Ist CO₂ aus der Papierherstellung ein klimafreundlicher Ausgangsstoff?
Es kommt drauf an, woher es stammt: Wurde es ein paar Jahre vor der Verbrennung aus der Atmosphäre gefiltert, ist es vereinfacht betrachtet klimaneu­tral. Stammt es jedoch aus einem anderen Kohlenstoffreservoir als der Atmosphäre, beispielsweise aus der Geologie und aus einem nun gerodeten Wald, so gibt es anschliessend mehr CO₂ in der Atmosphäre als zuvor.

Also spielt es für die Beurteilung des Synthetiktreibstoffs eine Rolle, ob das Papier aus nachhaltig bewirtschaftetem Holz stammt oder nicht? 
Ja. CO₂-neutral wäre nur Treibstoff, welcher mit CO₂ aus Papier hergestellt wurde, das aus nachhaltig bewirtschaftetem Holz stammt. Ob das Papier sowieso verbrannt worden wäre, spielt keine Rolle. Wäre die Bewirtschaftung nicht nachhaltig, wäre die Emission bei der Papierverbrennung nicht CO₂-neutral, das Verbrennen des Synfuel eine sogenannte verzögerte CO₂-Emission.

Wie lässt sich «zusätzliches» CO₂ von «vorhandenem» unterscheiden?

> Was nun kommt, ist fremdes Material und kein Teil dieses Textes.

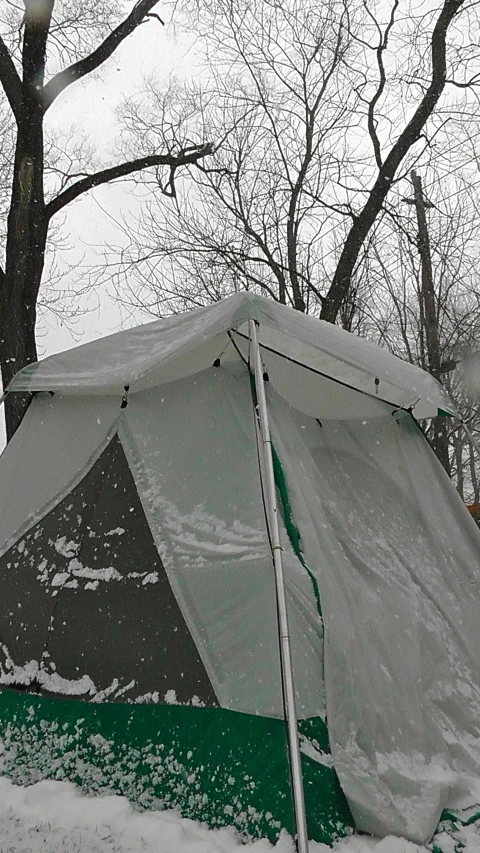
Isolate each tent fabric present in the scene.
[268,389,480,843]
[0,294,480,843]
[0,394,121,554]
[8,292,456,417]
[120,365,325,718]
[0,436,218,706]
[0,364,325,718]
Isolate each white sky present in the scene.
[0,4,195,449]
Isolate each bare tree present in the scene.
[320,0,478,323]
[0,0,210,437]
[110,0,477,328]
[105,0,358,311]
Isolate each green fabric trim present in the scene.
[250,372,323,623]
[0,689,354,845]
[272,442,323,618]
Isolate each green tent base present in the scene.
[0,689,354,844]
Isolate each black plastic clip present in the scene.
[120,385,130,409]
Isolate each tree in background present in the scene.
[108,0,480,471]
[0,0,210,438]
[113,0,478,322]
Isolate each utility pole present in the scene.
[405,169,452,476]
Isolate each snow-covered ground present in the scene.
[0,777,480,853]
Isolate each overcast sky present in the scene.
[0,6,195,447]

Ähnlich wie bei den Finanzen hilft es, eine Buchhaltung durchzuführen. Alles CO₂, das vom Menschen in die Atmosphäre gelangt, muss durch menschliche Tätigkeiten auch wieder aus der Atmosphäre entfernt werden. Das sind netto null Emissionen. Die Entfernung kann auch indirekt geschehen, beispielsweise indem wir neue Bäume pflanzen, oder indem wir einen natürlichen Wald so bewirtschaften, dass er unter dem Strich mehr Kohlendioxid aus der Atmosphäre entfernt. Einen unberührten Wald dürfen wir hingegen nicht anrechnen, da dieser Teil eines natürlichen Ökosystems ist, welches nicht nur CO₂ aufnimmt, sondern auch ähnlich viel abgibt.